Rafael Rabasco con el obispo de Córdoba, monseñor Demetrio Fernández./Foto: Parroquia de San Lorenzo
Rafael Rabasco con el obispo de Córdoba, monseñor Demetrio Fernández./Foto: Parroquia de San Lorenzo
Rafael Rabasco con el obispo de Córdoba, monseñor Demetrio Fernández./Foto: Parroquia de San Lorenzo
Rafael Rabasco con el obispo de Córdoba, monseñor Demetrio Fernández./Foto: Parroquia de San Lorenzo

Rafael Rabasco Ferreira llegaba a San Lorenzo de Córdoba hace casi ocho años. Una parroquia en la que ha realizado una intensa labor, que ha cobrado aun más importancia durante la pandemia. De esto, de la labor de las hermandades que integran la comunidad eclesial, de la labor pastoral y muchas más cuestiones hablamos en la siguiente entrevista.
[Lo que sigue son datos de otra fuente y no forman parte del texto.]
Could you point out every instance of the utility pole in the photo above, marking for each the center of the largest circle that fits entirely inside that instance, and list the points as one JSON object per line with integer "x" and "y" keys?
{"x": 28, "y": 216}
¿Cómo es la parroquia de San Lorenzo?

Como cualquier sacerdote estoy entregado en cuerpo, alma y corazón, porque esa es la vida de todo consagrado, servir al Señor en los hermanos, en la actividad cultual, en la atención a las personas. Sobre todo, centrado en la vida de la Eucaristía, que es la que conforma la vida de la Iglesia, de los creyentes. Atendiendo a los enfermos, confesionario, atendiendo a aquellas personas que solicitan una atención, una escucha. La parroquia de San Lorenzo no es otra, no es diferente a las demás. Y configurada por las hermandades que allí tienen su sede canónica, son cuatro de penitencia y gloria. Y esto supone una mayor inmersión y atención por parte del sacerdote.

Lleva varios años en la parroquia, cómo recuerda su llegada y cómo    ha ido desarrollándose en ella.
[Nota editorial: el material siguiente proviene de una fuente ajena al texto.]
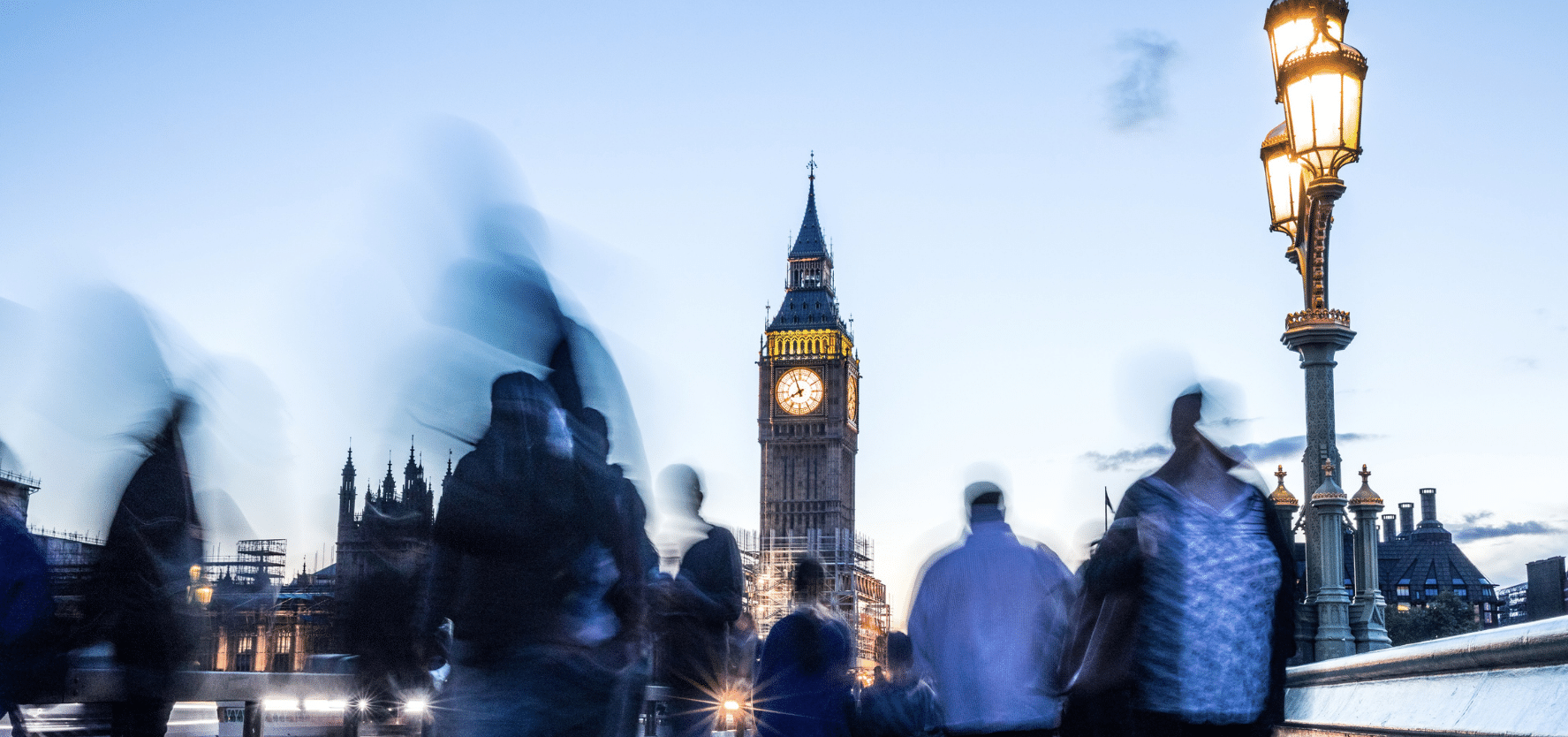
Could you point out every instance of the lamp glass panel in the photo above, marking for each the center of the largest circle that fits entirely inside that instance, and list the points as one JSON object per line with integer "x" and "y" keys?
{"x": 1329, "y": 95}
{"x": 1284, "y": 180}
{"x": 1352, "y": 113}
{"x": 1296, "y": 34}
Rafael Rabasco durante la defensa de su tesis doctoral./Foto: Parroquia de San Lorenzo
Rafael Rabasco durante la defensa de su tesis doctoral./Foto: Parroquia de San Lorenzo

Son casi ocho años y me siento muy unido a ella. Agradecido al Señor porque me ha hecho participar de un templo, que es muy significativo para el barrio y para Córdoba. Por la belleza del templo, pero también por las personas que confluyen en él. Es un centro parroquial de mucha actividad, tanto sacramental como de visitas y eso le da mucha alegría y mucha actividad a la vida de la parroquia. 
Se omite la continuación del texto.